The NF2 mutation rate (determined by sequencing, MLPA and chromosome 22q LOH analyses) in this series was 74% for schwannomas and 68% for meningiomas. We compared the expression patterns in samples from both tumor types, and with respect to the presence or lack of any alteration in the NF2 gene (38 samples with alteration and 15 without any). Using these groups, we identified 2 genes with differential expression levels. The natriuretic peptide receptor C/guanylate cyclase C (atrionatriuretic peptide receptor C) (NPR3) was downregulated in those samples without NF2 alterations. This gene codes for a receptor coupled to various signaling transduction cascades in several tissues such as cardiac myocytes and fibroblasts (56). On the other hand, the G antigen 12J (GAGE12J) gene, transcribed in human fetal and tumoral tissues (57), was also downregulated, but on this occasion in tumors with NF2 alteration. As only 2 genes were detected, based on our microarray results in both neoplasms, it would seem that there is no differentiated subset of expression profiles of genes between samples with or without alteration over NF2 in grade I meningiomas and schwannomas (Fig. 1). Nevertheless, single genes could be altered in tumors with or without NF2 alteration, although such a reduced number could be due to outlier values.

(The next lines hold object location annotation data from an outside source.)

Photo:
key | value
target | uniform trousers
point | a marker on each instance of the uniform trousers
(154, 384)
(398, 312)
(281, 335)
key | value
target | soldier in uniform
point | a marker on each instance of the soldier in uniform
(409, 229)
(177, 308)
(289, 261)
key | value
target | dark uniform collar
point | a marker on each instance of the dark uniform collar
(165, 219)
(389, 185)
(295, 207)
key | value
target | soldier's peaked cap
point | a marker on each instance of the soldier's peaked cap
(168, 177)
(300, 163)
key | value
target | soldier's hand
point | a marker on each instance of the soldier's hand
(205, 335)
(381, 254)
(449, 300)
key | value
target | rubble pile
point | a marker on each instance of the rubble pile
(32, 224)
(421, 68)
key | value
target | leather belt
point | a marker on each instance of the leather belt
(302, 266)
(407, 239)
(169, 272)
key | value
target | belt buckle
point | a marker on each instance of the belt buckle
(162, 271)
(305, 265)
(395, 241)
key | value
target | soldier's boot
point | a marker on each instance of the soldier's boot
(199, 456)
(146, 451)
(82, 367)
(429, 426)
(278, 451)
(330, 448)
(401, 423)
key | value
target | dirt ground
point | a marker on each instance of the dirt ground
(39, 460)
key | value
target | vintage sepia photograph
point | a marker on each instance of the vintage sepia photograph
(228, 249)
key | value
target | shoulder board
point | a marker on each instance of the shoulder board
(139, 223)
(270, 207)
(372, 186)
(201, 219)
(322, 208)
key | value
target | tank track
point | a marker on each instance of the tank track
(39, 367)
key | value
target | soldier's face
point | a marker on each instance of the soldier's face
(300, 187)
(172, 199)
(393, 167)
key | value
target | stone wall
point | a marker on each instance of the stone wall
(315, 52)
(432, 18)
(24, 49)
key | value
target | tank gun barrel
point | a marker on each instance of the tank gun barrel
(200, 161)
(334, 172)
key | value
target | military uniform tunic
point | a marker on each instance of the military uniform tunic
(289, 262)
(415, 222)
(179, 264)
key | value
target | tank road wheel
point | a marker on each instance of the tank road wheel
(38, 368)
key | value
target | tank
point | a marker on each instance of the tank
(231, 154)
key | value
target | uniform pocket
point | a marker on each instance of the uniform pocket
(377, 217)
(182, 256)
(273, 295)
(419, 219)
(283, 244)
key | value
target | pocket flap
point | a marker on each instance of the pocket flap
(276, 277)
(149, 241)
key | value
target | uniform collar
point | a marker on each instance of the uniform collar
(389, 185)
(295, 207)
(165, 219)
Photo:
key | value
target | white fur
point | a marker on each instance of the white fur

At present, there is no chemotherapeutic treatment available for either meningiomas or schwannomas, thus research for a combined solution could be of great value to those patients affected with both tumor types, primarily patients with neurofibromatosis type 2. In this study, we found a set of genes with aberrant expression in both entities compared with their respective control tissue, but with similar expression levels between these tumors, including PDGF, c-Met or Slit2 pathways. Thus, these and the other genes identified in this study, and their regulatory pathways, might be of interest for further experiments in the search for common solutions for patients affected by schwannomas and meningiomas.